Different Types of Buses and What Makes them Different

    Written by Margaret. Posted in Bus driver training course, Bus rental companies, Charter vans

    There are many different types of buses used to transport school aged children, and each bus differs meaning they require different bus parts and bus maintenance. Knowing the difference helps you better understand how parts and maintenance may differ. Some of the different types look similar but there are a few distinct things that makes them different. Read below to see the difference between common school buses used for student transport.

    Small

    Smaller buses are designed to carry around ten people. These buses are shorter than normal buses, therefore they are usually not used to transport children to and from school in the morning and evening. They are used for smaller transports such as special needs children and field trips, events and outings where the number of children on each bus are smaller than a class size.

    Long

    There are a few types of long buses, but the one thing that sets these buses apart from the first kind is they are long. They are designed to carry more than ten children so they are ideal for field trips and transporting students before and after school. These are the typical buses that you see along the housing routes picking kids up and dropping them off. The major differences between the different types of long buses is where the engine sets compared to where the driver sits. The thomas saf t liner c2 is considered a long bus. The thomas saf t liner c2 looks like all the traditional long buses but actually falls into only once category.

    Type B has an engine that sits beneath or slightly behind the windshield. The other part of the engine sits next to the driver. The door to enter the bus is behind the front wheels of the bus.

    Type C school buses are very similar to type B and are traditional school buses that are most commonly seen. The main difference is that the engine for this type of bus sits in front of the windshield. The doors still sit in the same spot behind the front wheel for students entering and exiting. The thomas saf t liner c2 is considered a type C bus.

    Type D buses are much different than traditional long style buses therefore it is easier to spot the differences.
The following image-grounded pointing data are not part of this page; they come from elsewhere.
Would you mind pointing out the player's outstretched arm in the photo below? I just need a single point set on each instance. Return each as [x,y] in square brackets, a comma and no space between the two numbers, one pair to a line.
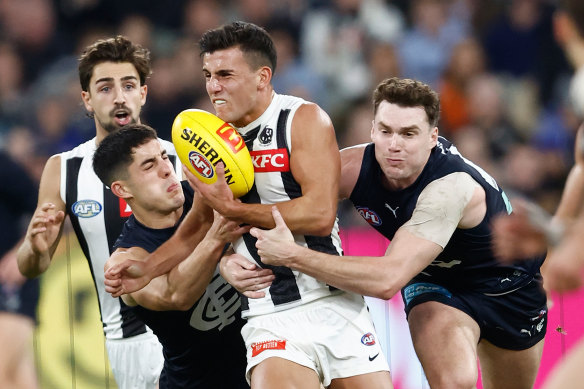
[315,165]
[128,276]
[44,230]
[248,278]
[379,277]
[186,282]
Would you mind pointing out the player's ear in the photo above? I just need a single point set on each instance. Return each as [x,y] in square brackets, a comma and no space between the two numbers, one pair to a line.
[265,76]
[86,97]
[120,189]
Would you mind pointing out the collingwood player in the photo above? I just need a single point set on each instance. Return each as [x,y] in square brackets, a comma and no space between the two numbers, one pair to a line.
[192,310]
[112,73]
[436,208]
[302,332]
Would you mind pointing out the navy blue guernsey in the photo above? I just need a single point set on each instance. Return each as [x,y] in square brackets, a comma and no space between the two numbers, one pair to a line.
[467,261]
[202,346]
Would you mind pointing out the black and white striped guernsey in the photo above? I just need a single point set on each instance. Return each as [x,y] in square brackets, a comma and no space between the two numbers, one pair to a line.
[97,216]
[269,140]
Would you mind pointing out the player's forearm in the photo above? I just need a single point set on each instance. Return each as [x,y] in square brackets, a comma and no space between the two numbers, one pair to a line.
[302,215]
[362,275]
[572,196]
[30,263]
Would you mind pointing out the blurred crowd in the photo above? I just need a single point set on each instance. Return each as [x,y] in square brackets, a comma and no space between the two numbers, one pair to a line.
[502,78]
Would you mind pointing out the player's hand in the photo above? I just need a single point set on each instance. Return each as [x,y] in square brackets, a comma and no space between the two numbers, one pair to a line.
[44,228]
[515,236]
[275,246]
[225,231]
[125,277]
[216,195]
[246,277]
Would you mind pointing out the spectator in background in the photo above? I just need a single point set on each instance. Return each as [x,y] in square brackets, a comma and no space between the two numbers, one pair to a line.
[466,62]
[18,296]
[427,45]
[333,41]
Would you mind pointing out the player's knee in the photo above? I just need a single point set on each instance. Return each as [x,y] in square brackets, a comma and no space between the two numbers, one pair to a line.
[453,380]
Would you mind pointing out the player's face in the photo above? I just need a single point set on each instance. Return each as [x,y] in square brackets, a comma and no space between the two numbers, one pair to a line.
[232,86]
[403,141]
[152,181]
[115,95]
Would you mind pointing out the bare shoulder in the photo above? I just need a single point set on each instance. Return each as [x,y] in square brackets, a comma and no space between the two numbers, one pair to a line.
[351,160]
[122,254]
[310,114]
[50,185]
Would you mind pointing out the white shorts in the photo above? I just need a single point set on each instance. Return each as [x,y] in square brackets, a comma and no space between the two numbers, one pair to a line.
[333,335]
[136,362]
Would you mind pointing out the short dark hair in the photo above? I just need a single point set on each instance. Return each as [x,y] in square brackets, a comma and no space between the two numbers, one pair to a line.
[575,9]
[117,49]
[115,152]
[255,43]
[408,93]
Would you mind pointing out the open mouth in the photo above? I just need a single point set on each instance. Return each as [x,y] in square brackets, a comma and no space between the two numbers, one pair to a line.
[122,117]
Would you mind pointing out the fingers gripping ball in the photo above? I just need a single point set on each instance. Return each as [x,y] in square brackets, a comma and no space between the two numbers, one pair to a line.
[202,140]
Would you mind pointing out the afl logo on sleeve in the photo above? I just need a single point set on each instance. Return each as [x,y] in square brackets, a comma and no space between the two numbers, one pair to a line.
[369,215]
[125,210]
[368,339]
[265,161]
[86,208]
[266,135]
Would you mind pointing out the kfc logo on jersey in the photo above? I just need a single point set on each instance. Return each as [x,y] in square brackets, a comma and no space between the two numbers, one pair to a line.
[201,164]
[86,208]
[257,348]
[265,161]
[125,210]
[368,339]
[370,216]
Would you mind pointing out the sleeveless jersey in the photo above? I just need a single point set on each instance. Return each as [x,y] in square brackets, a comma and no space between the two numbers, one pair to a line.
[97,216]
[269,140]
[202,347]
[467,261]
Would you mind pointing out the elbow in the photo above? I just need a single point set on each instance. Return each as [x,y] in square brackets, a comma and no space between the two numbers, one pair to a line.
[386,293]
[323,226]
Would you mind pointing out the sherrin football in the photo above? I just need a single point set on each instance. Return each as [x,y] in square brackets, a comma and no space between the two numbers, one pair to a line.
[202,140]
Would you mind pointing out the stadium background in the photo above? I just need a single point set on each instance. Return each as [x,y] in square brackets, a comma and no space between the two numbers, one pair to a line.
[501,76]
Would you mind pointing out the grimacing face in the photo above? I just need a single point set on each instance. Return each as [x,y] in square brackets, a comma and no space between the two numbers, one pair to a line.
[403,141]
[115,96]
[232,86]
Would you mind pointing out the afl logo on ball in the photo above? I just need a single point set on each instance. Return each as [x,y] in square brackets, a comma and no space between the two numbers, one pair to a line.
[368,339]
[201,164]
[86,208]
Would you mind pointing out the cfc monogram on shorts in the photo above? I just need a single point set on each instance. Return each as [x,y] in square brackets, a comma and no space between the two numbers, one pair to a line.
[257,348]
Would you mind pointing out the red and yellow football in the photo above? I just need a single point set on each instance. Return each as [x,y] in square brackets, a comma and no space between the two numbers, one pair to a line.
[202,140]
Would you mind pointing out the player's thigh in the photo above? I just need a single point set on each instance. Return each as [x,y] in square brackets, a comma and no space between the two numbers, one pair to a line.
[378,380]
[445,339]
[509,369]
[569,372]
[16,333]
[281,373]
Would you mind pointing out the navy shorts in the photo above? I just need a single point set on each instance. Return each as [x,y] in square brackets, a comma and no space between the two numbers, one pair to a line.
[513,320]
[22,300]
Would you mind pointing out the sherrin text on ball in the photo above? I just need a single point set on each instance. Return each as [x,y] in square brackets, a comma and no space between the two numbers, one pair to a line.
[202,140]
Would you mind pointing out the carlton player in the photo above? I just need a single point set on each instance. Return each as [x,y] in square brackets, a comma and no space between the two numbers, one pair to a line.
[112,74]
[301,332]
[436,207]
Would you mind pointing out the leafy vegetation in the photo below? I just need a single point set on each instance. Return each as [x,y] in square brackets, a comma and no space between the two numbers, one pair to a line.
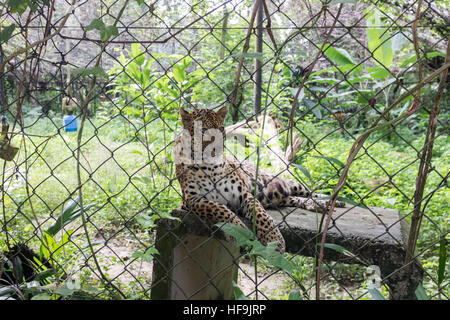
[127,170]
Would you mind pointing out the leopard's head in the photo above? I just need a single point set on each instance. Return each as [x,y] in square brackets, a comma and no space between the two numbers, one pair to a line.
[209,119]
[205,126]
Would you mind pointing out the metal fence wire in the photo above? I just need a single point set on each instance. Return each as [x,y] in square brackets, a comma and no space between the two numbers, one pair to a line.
[349,98]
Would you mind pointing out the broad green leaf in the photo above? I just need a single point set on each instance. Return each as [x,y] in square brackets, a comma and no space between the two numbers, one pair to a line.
[147,255]
[6,32]
[249,55]
[17,6]
[272,256]
[442,260]
[338,55]
[178,73]
[238,294]
[41,296]
[96,24]
[94,71]
[421,294]
[295,295]
[137,54]
[378,73]
[332,3]
[375,294]
[66,289]
[109,31]
[378,39]
[70,212]
[243,236]
[342,250]
[304,170]
[331,159]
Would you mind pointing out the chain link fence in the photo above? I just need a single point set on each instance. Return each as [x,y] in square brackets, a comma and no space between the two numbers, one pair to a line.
[354,100]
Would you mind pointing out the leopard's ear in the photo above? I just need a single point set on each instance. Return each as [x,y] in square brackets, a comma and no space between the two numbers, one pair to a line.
[222,113]
[186,117]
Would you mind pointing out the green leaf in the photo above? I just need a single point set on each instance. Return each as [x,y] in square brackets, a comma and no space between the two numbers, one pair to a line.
[146,256]
[238,294]
[338,55]
[376,295]
[378,73]
[70,212]
[110,31]
[442,260]
[137,54]
[41,296]
[6,32]
[66,290]
[332,3]
[295,295]
[96,24]
[94,71]
[48,246]
[331,159]
[343,251]
[178,73]
[378,39]
[421,293]
[304,171]
[243,236]
[272,256]
[17,6]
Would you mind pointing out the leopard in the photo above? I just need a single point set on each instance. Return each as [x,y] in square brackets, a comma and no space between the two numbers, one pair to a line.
[226,189]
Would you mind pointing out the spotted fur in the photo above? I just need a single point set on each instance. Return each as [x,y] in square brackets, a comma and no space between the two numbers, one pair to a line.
[224,191]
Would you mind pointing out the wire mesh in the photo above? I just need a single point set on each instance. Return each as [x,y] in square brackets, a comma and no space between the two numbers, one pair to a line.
[80,208]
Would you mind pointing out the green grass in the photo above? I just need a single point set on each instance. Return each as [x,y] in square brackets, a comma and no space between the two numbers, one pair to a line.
[125,179]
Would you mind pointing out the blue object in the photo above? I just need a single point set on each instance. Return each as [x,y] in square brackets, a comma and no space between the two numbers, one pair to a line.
[70,123]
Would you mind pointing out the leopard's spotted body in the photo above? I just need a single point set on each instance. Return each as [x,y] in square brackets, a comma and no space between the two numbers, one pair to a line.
[224,190]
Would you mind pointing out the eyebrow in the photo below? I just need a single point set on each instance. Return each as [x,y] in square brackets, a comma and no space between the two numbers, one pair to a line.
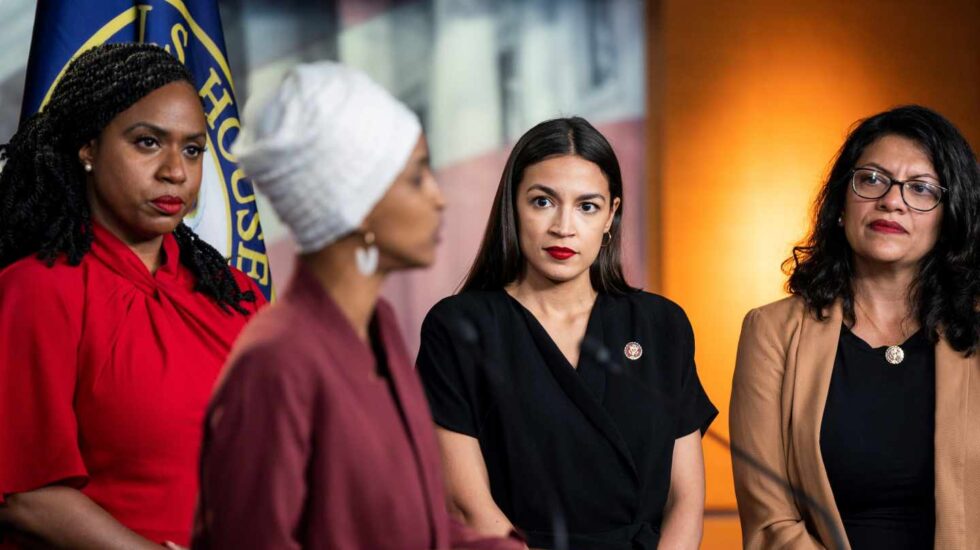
[160,131]
[881,168]
[552,193]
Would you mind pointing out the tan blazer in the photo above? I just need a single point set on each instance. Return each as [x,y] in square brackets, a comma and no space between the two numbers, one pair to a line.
[782,376]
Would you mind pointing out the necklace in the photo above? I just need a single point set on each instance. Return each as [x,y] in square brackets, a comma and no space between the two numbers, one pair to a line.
[893,354]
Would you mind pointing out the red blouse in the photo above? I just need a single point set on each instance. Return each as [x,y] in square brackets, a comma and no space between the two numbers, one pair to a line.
[105,374]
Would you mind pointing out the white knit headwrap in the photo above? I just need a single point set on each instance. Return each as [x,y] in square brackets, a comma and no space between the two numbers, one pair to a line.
[325,148]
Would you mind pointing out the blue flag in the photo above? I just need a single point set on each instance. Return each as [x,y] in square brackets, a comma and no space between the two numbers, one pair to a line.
[225,215]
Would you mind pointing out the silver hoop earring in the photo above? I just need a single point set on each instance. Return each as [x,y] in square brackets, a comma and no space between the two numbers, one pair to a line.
[366,256]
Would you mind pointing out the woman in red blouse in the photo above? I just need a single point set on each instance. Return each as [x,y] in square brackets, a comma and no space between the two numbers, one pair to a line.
[114,317]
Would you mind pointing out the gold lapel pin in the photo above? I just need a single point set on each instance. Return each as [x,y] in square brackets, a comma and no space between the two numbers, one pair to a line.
[633,351]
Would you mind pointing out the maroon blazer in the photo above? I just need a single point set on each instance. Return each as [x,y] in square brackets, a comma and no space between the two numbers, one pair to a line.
[307,447]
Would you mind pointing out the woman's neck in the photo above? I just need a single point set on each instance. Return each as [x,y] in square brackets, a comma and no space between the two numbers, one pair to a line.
[882,297]
[354,293]
[567,298]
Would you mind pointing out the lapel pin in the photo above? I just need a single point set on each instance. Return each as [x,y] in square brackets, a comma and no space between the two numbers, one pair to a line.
[633,351]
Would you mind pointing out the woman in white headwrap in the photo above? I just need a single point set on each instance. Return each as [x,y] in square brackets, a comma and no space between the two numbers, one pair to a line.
[319,435]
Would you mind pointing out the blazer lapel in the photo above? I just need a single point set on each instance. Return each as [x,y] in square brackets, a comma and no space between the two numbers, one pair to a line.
[953,372]
[815,358]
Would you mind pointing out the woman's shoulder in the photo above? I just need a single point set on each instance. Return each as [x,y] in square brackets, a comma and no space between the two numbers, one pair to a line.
[246,283]
[469,303]
[781,311]
[38,294]
[41,280]
[652,306]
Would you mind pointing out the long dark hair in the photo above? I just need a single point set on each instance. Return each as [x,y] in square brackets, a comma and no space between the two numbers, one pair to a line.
[43,206]
[945,294]
[500,261]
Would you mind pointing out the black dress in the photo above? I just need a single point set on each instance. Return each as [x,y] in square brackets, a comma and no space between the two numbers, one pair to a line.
[584,452]
[877,443]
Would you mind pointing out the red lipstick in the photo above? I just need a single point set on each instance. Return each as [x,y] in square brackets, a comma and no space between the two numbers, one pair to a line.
[560,252]
[168,204]
[885,226]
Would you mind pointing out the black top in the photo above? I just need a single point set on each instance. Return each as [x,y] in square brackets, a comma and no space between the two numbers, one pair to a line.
[587,448]
[877,443]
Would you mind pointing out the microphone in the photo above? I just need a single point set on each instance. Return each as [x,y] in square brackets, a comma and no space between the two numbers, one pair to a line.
[468,333]
[601,355]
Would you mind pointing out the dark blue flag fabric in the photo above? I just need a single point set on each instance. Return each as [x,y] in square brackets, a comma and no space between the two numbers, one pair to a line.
[226,215]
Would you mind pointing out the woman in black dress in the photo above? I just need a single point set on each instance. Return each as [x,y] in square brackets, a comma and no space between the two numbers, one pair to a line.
[567,402]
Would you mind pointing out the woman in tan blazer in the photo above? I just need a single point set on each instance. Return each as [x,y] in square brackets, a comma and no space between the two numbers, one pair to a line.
[855,413]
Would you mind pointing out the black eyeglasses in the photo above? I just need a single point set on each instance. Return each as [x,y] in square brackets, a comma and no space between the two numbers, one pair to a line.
[922,196]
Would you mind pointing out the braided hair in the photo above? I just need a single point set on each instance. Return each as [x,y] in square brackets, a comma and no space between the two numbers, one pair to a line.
[43,206]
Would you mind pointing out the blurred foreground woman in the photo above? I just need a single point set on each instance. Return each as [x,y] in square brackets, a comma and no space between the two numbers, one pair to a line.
[319,436]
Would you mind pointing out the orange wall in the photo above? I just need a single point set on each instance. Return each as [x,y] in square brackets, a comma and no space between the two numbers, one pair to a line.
[749,102]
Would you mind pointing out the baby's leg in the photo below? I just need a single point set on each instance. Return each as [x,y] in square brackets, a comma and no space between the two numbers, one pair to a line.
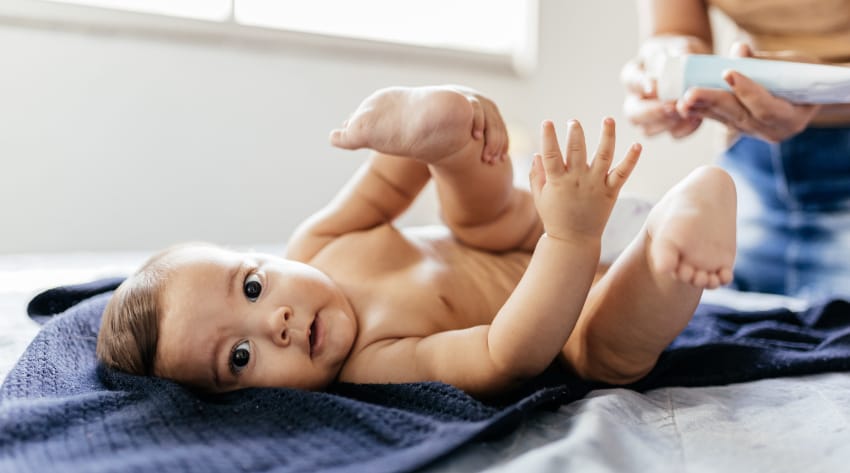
[650,292]
[434,125]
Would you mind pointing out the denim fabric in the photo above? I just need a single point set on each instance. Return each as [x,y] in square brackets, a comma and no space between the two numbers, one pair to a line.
[793,213]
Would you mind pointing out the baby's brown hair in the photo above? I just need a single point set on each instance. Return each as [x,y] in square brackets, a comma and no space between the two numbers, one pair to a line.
[129,328]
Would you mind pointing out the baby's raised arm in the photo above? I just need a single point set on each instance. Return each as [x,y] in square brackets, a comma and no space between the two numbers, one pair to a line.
[574,200]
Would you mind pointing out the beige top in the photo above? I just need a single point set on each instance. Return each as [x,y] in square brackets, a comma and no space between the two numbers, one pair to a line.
[817,28]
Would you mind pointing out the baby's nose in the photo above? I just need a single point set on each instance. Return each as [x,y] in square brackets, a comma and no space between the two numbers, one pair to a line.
[280,326]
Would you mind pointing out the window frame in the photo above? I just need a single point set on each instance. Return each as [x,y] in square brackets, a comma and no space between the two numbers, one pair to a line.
[90,19]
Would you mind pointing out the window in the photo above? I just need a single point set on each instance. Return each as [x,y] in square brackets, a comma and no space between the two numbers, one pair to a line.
[494,28]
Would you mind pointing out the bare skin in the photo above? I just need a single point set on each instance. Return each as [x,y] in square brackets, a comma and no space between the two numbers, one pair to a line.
[674,27]
[500,292]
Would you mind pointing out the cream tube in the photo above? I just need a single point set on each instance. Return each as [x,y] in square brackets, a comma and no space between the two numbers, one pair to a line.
[794,81]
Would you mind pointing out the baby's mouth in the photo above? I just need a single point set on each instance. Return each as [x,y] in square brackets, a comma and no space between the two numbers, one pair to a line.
[313,334]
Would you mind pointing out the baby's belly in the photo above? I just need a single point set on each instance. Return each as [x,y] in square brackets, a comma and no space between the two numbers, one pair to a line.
[472,285]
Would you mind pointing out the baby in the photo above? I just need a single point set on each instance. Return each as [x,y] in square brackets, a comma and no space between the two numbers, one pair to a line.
[507,288]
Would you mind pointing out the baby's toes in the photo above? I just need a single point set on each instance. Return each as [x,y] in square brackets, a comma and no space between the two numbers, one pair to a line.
[713,281]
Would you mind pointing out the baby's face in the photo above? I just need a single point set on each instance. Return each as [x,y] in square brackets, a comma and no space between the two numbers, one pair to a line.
[234,320]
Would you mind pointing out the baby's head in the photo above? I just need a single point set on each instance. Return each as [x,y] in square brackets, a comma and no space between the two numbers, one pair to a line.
[219,320]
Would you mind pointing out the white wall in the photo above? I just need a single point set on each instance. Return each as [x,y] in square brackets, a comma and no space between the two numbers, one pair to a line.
[129,142]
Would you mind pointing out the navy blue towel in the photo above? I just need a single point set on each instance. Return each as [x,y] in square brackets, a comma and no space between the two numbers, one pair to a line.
[61,411]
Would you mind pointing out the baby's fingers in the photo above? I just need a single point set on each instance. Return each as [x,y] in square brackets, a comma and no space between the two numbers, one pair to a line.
[605,150]
[618,176]
[553,162]
[576,150]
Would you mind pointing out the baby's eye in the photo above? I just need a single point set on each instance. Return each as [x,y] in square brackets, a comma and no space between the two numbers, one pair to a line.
[252,287]
[239,357]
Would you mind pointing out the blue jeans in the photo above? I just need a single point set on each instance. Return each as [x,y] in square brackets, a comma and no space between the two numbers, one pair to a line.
[793,213]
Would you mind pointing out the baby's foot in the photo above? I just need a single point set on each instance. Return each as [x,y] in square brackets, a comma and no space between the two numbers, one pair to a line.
[425,123]
[692,230]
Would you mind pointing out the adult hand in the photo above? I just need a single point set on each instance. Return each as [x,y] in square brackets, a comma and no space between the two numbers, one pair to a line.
[749,108]
[642,105]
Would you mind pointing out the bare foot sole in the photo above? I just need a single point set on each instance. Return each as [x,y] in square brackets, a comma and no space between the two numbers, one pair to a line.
[425,123]
[692,230]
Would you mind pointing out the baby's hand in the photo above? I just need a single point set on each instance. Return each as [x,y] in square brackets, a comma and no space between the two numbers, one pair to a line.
[487,124]
[574,198]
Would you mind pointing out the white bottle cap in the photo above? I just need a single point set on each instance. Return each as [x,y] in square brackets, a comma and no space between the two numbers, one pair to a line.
[671,78]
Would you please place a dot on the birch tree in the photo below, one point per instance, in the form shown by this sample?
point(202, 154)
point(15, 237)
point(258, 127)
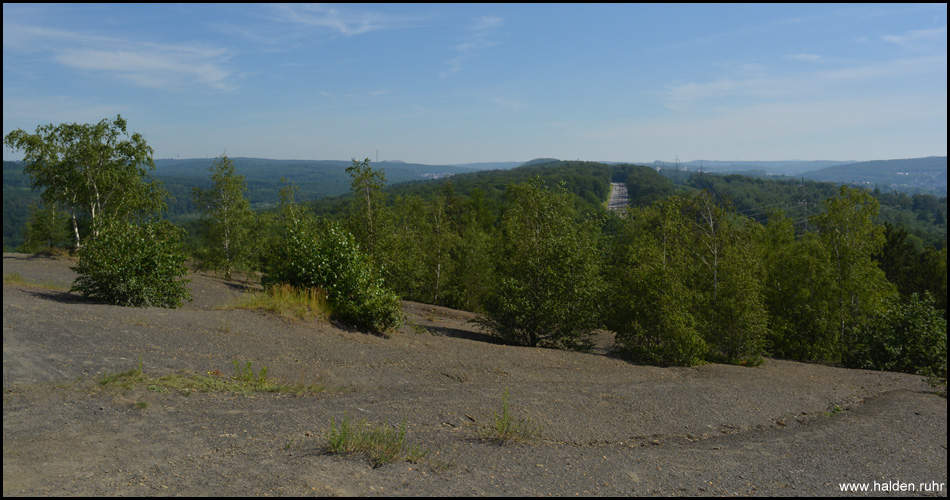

Type D buses appear to have no hood so the front is flat. The engine of these buses sits in one of two places. It is either located next to the drivers seat, or it is located in the rear of the bus. The doors sit in front of the front wheels on the bus.

    Knowing the small differences help you differentiate between the different types of school buses. Some differences are so minor that one wouldn’t know until the begin working on them, while others are more significant. Different styles require different maintenance, so knowledge about the styles is vital for anyone involved with bus transport.